После долгой паузы Петр заметил:
— Дерзок ты.
— Правдив.
— Одно и то же.
— Тогда прости.
— Расспроси-ка аглицких и португальских капитанов, — задумчиво сказал Петр, — кои в Великую поднебесную китайскую империю товар свой возят, — что за страна, каковы тамошние коммерсанты, что за нравы на побережье, разнятся ли от обычаев континентальных, сколь сильна ихняя вера, есть ли там опора церкви ватиканской?
— Исполню… Но сей миг я другое в разговоре с капитанами слышу: страшится тебя Европа, больно силен…
Петр пожал плечами, стал оттого еще больше ростом:
— Страх в государевом деле не помеха, особливо когда дурни его испытывают али честолюбцы… Плохо, когда умный боится, он тогда думать перестает, а сие — державе убыток…
— Державе убыток оттого, что казна всё в своих руках держит, — нет человеку простору для деятельности: ни мануфактур поставить по собственному, а стало быть, государственному уразумению, ни трактир открыть — все ноги обобьешь, пока бумагу получишь, ни постоялый двор или лавку для какого товару…

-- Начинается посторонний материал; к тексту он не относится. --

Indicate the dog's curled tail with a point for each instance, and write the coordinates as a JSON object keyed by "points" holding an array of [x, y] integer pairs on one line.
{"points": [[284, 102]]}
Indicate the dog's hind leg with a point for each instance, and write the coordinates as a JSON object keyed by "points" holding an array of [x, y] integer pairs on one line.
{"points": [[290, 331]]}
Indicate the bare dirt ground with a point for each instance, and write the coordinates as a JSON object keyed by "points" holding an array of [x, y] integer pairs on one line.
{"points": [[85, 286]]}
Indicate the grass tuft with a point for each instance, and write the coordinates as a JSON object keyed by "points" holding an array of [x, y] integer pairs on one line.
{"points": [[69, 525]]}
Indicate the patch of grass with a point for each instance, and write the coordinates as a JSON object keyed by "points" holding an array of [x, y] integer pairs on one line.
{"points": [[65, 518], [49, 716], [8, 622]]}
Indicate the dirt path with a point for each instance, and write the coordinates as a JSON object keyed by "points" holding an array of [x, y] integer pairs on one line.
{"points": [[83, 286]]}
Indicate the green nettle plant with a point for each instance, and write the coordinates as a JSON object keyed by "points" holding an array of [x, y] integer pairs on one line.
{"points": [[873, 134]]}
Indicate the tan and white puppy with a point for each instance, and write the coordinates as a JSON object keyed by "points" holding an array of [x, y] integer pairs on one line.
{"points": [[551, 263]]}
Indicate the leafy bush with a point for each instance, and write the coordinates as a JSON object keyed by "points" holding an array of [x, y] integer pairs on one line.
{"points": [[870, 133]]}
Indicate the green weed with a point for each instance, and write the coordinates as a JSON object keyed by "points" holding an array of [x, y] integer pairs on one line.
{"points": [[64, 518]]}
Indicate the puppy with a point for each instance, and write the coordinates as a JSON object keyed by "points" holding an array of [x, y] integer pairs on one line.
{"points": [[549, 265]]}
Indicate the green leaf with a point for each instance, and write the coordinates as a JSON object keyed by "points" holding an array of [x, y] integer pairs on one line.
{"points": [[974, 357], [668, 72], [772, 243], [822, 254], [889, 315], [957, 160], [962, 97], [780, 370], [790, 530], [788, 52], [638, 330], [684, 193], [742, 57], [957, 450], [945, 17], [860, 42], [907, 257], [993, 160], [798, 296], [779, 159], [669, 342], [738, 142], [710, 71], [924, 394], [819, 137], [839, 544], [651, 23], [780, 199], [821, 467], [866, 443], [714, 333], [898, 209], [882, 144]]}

— Врешь! — как-то устало, а может быть, даже сочувственно Лихолетову возразил Петр. — Коли с умом и весомо обратиться, коллегия не откажет умелому человеку ни мануфактуру поставить, ни лавку открыть или постоялый двор при дороге. Я ж знаю, напраслину не говори!
— Государь, — вздохнул Лихолетов, — это тебе реляции из коллегии пересылают, что, мол, возможно, а ты пойди да сам попробуй разрешение получить! Замучат тебя, завертят, малость тебе твою же докажут, и всё оттого, что у нас лишь один человек решает за всех — ты! Кому охота твое право на себя применять? Ан не угадает?! Ты ему за это по шее — и в острог! Нет уж, лучше не разрешать — за это ты побранишь, но голову на плечах оставишь: у нас ведь только за «да» голову секут, за «нельзя» — милуют!
Во двор острога, что при Тайной канцелярии, татей и злоумышленников, приговоренных к отправке в Тобольскую крепость, выгнали поутру, покуда еще тюремное начальство отдыхало после ассамблеи. Кандальники были построены на плацу, кованы по рукам и ногам; фельды лениво, в который раз уже, перекликали имена каторжан, экзаменовали на рядность и парность; томительна жизнь служивого человека по острожной части — ему хоть бы чем заняться, а занятия нету, вот переклик и есть утеха от скуки.
Увидав Петра, вышагивающего по темному еще плацу, старший из фельдъегерей восторженно поднялся на мыски и высоко прокричал:
— Слу-ша-а-ай!
— Чего слушать-то?! — глухо оборвал его Петр. — Глядеть надо было зараньше, покуда я шел, глаз обязан поперед уха быть — попомни сие! Где Урусов?
— Пятым во втором ряду, — ответил фельдъегерь срывающимся от счастья голосом: когда еще такая честь выйдет, что с государем говорить!
— А ну, ко мне его!
— В подвал? Для пытки?
— Нет. Сюда.
— Из пары выпрячь? Он ведь у нас с другими татями в упряжи.
— Сколько их там?
— Тринадцать душ, чертова дюжина, — для того, чтобы позор и бесправие цифирью подчертить.